Partie 58 - Chapitre 10 : Le gène de Babel (6/6)
ADIEU LES RELIGIONS
L'année 2073
Un autre événement qui marqua les années fin soixante et début soixante-dix ce fut le Traité mondial sur la laïcité qui interdisit la pratique de toute religion dans le monde entier.
Comment ça s'est passé ?
Un peu comme une gifle qu'on n'a pas vraiment vue venir. Après tout, on ne faisait pas grand-chose de mal, non ? Visiblement oui ; à moins que la véritable raison se cachait sous le corps des femmes comme trop souvent dans l'histoire des sociétés patriarcales riches.

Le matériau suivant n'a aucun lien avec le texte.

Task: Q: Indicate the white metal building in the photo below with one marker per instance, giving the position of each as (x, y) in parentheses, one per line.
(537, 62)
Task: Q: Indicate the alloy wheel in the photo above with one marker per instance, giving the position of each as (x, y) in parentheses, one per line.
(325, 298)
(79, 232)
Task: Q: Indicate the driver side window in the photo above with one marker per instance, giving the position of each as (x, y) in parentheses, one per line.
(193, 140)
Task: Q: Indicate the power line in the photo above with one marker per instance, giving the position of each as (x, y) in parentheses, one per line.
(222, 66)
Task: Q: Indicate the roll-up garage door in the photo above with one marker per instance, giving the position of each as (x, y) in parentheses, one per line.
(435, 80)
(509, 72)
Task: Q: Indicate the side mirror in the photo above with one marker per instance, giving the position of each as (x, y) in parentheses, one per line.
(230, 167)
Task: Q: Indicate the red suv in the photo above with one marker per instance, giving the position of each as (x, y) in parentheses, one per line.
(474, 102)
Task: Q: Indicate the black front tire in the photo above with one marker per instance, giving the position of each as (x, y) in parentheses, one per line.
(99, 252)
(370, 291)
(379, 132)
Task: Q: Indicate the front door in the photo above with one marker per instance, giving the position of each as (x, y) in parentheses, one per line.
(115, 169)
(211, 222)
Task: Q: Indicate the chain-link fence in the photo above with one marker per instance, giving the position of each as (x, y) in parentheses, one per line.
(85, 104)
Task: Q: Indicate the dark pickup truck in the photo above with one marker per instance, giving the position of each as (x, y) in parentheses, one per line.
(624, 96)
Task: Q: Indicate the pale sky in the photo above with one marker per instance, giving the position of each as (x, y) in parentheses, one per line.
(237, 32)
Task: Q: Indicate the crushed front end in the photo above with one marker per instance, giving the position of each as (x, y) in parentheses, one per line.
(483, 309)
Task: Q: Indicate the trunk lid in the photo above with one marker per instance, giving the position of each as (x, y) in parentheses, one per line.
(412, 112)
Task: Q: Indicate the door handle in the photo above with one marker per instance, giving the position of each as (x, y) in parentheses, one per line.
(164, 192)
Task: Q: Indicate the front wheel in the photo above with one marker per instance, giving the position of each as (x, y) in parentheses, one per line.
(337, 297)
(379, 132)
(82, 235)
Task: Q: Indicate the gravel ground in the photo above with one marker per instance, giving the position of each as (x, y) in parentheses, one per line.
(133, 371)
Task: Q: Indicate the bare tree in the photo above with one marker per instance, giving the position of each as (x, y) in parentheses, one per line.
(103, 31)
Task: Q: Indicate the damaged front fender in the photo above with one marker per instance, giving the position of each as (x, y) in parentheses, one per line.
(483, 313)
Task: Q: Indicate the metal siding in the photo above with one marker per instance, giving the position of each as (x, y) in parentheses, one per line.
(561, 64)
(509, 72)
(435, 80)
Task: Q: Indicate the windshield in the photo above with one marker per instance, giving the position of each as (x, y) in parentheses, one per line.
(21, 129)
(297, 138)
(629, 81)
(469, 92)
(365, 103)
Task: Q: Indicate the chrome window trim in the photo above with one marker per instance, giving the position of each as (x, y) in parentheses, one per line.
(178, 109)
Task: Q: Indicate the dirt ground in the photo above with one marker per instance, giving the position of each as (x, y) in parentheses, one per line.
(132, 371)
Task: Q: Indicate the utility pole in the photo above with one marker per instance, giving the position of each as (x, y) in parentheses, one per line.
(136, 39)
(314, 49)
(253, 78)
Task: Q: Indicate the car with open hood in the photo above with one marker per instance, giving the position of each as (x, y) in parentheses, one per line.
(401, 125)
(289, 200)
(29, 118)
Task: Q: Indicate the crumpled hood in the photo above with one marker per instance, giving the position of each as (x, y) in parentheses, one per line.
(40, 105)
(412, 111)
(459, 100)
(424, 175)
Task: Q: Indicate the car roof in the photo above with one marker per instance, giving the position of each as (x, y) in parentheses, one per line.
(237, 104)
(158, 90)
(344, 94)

Après les Grandes Catastrophes, la colonisation, puis la libération des pays riches, la place des femmes dans leurs sociétés était devenue influente et proéminente ce qui rendait très mal à l'aise certains hommes plus traditionalistes au pouvoir. Ces derniers voyaient d'un très mauvais œil la féminité et sa vision des choses qui n'avaient plus honte de porter des bébés de couleurs pour elles ou pour les autres. Les femmes avaient été les premières à témoigner de la chute des nations riches sans se renfrogner ; elles s'étaient contentées de panser les blessures laissées par leur orgueil avant de se relever pour mieux s'affairer à contribuer au monde qui se transformait à toute allure malgré elles. Leur force réparatrice et leur créativité ne passaient pas simplement par la procréation de nouveau-nés, mais aussi par leur implication dans les institutions importantes de la société, notamment les religions. Elles étaient devenues les guides, leaders et muses d'un monde fatigué. Alors que Dame nature continuait de plaquer la tête des hommes puissants face contre terre, elle encourageait les femmes à se revêtir, jeter les produits antirides à la poubelle et refaçonner le monde à une image plus juste, plus réelle, équilibrée. Leur approche, plus inclusive, plus douce, plus en harmonie avec le nouveau monde en formation autour d'elle ne plaisait pas aux hommes puissants en mal de retour à leur propre glorification.
Ah ! Comme l'époque du 20ème et du début du 21ème siècle leur manquait. Ils étaient grands et au-dessus de tous.
Pour moi qui n'avais pratiqué la religion que par simple habitude et obligation familiale, je pris la nouvelle assez bien, peut-être mieux encore que l'exil sur Mars des grandes multinationales. Depuis plusieurs siècles déjà, dieu n'apportait plus grand-chose à ses croyants dans un monde où l'argent de ceux qui en possédaient beaucoup leur donnait facilement accès au paradis sur Terre. En revanche, pour Charlene et Ousmane qui pratiquaient chacun leur religion avec ferveur, la nouvelle loi leur ôta leur connexion directe avec leur communauté : pour l'un, la communauté chrétienne, pour l'autre la communauté musulmane, ainsi que tout ce en quoi chacune croyait. Ils seraient désormais voués à pratiquer seuls, isolés, pris entre les quatre murs de leur chambre, dans la peur et la honte la plus totale, leurs questions existentielles restant en suspens entre ciel et terre, incapable d'atteindre le secrétariat de dieu. Organiser des rassemblements religieux ou spirituels était désormais passible d'amendes ou d'emprisonnement.
Même si la déconnexion que vivait Charlene et Ousmane ne m'affectait pas personnellement, elle me fit constater à quel point mon enfance auprès d'Alegria avait imprégné à jamais mon expérience de ce à quoi consistait la vie humaine : une expression de la vie parmi tant d'autres. Alegria m'avait connecté à la nature autour de moi de la façon qu'on branchait un appareil à une prise électrique comme si c'était la nature, et non l'union de ma mère et mon père qui m'avait donné naissance ; sauf que je n'étais pas l'appareil ; j'étais seulement l'énergie qui le traversait par cette connexion.
J'avais retrouvé une union originelle similaire entre moi et un plus vaste Tout en Afrique. Nous n'étions pas plus importants sur Terre parce que nous étions hommes, mais plutôt parce que nous avions conscience de ce que nous étions : vivants, mortels et impuissants face au Tout. Malgré notre savoir et notre sagesse accumulés nous ne restions qu'un élément parmi tous les autres, eux aussi vivants dans le Tout. Notre alliance avec tous les autres éléments de ce Tout ne dépendait que de nous. J'image que c'est probablement aussi pourquoi les peuples noirs d'Afrique et de la Diaspora ressentent la musique, tous les types de musiques, au plus profond d'eux-mêmes. La vibration des sons, des rythmes, des voix, nous lie à ce qu'il y a de plus spirituel en nous les êtres humains : une simple et unique manifestation de la vie parmi tant d'autres dans un vaste Tout, de simples instruments dans la grande performance orchestral du Tout.